The goal of this tutorial is to learn how to use the grep function. A function very useful to find patterns in texts.
# In this tutorial we are going to use the iris dataset
# We will count the amount of plants of each Species
data("iris")
iris$Species <- as.character(iris$Species)
str(iris)
## 'data.frame': 150 obs. of 5 variables:
## $ Sepal.Length: num 5.1 4.9 4.7 4.6 5 5.4 4.6 5 4.4 4.9 ...
## $ Sepal.Width : num 3.5 3 3.2 3.1 3.6 3.9 3.4 3.4 2.9 3.1 ...
## $ Petal.Length: num 1.4 1.4 1.3 1.5 1.4 1.7 1.4 1.5 1.4 1.5 ...
## $ Petal.Width : num 0.2 0.2 0.2 0.2 0.2 0.4 0.3 0.2 0.2 0.1 ...
## $ Species : chr "setosa" "setosa" "setosa" "setosa" ...
# The grep function finds the position where the pattern is found
grep("setosa", iris$Species)
## [1] 1 2 3 4 5 6 7 8 9 10 11 12 13 14 15 16 17 18 19 20 21 22 23
## [24] 24 25 26 27 28 29 30 31 32 33 34 35 36 37 38 39 40 41 42 43 44 45 46
## [47] 47 48 49 50
# The great power of this function is that we can match partial patterns
grep("set", iris$Species)
## [1] 1 2 3 4 5 6 7 8 9 10 11 12 13 14 15 16 17 18 19 20 21 22 23
## [24] 24 25 26 27 28 29 30 31 32 33 34 35 36 37 38 39 40 41 42 43 44 45 46
## [47] 47 48 49 50
# However, we could find problems like case sensitive patterns
grep("Setosa", iris$Species)
## integer(0)
# We can skip this problem using the ignore.case parameter
grep("Setosa", iris$Species, ignore.case = TRUE)
## [1] 1 2 3 4 5 6 7 8 9 10 11 12 13 14 15 16 17 18 19 20 21 22 23
## [24] 24 25 26 27 28 29 30 31 32 33 34 35 36 37 38 39 40 41 42 43 44 45 46
## [47] 47 48 49 50
# We can as well find the positions where the pattern is NOT found using invert
grep("Setosa", iris$Species, ignore.case = TRUE, invert = TRUE)

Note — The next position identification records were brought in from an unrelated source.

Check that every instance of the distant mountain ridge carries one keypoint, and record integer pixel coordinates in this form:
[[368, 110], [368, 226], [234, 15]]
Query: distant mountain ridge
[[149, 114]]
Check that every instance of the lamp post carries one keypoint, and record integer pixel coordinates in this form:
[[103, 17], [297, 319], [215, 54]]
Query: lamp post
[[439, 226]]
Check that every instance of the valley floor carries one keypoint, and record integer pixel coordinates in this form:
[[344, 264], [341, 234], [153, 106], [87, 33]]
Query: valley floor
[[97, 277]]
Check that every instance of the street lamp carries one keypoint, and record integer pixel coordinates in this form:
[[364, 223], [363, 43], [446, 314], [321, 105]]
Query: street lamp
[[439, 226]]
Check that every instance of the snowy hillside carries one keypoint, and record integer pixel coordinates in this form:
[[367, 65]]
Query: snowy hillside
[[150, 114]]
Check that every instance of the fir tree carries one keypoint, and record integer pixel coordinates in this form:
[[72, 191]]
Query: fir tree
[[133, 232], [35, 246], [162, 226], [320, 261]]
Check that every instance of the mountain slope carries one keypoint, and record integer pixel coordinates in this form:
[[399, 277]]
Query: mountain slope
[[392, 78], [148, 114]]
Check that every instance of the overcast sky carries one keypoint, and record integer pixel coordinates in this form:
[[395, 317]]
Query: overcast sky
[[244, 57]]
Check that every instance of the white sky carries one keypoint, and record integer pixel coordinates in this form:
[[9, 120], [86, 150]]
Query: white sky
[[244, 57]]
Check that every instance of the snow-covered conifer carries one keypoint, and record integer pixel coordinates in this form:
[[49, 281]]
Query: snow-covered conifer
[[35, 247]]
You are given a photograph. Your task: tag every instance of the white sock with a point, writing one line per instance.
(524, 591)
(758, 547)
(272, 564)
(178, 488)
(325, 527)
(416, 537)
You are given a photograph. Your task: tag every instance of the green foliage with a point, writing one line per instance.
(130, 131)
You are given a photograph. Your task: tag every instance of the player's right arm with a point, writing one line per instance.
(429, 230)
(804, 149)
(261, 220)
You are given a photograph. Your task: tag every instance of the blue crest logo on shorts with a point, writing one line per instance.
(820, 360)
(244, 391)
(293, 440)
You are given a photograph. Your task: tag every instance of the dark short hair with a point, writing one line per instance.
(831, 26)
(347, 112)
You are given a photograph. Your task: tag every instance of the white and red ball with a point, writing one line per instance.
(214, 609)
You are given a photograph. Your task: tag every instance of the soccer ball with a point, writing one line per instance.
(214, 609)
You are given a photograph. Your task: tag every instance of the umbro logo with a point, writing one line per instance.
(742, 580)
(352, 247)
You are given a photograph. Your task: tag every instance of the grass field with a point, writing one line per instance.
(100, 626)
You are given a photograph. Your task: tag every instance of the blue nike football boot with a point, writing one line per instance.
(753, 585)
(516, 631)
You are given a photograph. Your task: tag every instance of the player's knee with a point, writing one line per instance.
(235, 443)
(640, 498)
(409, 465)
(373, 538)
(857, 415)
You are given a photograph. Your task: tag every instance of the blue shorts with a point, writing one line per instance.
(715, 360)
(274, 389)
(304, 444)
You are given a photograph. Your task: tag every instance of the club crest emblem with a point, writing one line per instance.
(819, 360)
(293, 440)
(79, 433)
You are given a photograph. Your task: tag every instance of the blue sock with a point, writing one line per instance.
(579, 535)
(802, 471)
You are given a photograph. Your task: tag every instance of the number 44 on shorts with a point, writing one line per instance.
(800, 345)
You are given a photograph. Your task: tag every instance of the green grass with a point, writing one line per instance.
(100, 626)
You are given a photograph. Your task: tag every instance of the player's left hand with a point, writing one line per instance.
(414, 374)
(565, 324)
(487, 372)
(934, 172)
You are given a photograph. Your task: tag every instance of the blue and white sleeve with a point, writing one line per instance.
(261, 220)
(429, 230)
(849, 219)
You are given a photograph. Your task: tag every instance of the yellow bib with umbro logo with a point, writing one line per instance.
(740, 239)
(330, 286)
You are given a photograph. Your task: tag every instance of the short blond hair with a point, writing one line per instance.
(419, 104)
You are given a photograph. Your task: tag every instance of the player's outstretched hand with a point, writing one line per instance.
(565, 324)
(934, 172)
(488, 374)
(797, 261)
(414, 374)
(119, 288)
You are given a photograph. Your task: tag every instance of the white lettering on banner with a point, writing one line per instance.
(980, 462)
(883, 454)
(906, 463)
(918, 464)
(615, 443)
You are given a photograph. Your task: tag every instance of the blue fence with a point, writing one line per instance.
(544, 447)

## [1] 51 52 53 54 55 56 57 58 59 60 61 62 63 64 65 66 67
## [18] 68 69 70 71 72 73 74 75 76 77 78 79 80 81 82 83 84
## [35] 85 86 87 88 89 90 91 92 93 94 95 96 97 98 99 100 101
## [52] 102 103 104 105 106 107 108 109 110 111 112 113 114 115 116 117 118
## [69] 119 120 121 122 123 124 125 126 127 128 129 130 131 132 133 134 135
## [86] 136 137 138 139 140 141 142 143 144 145 146 147 148 149 150
In this tutorial we have learnt how to find patterns in data using the grep function.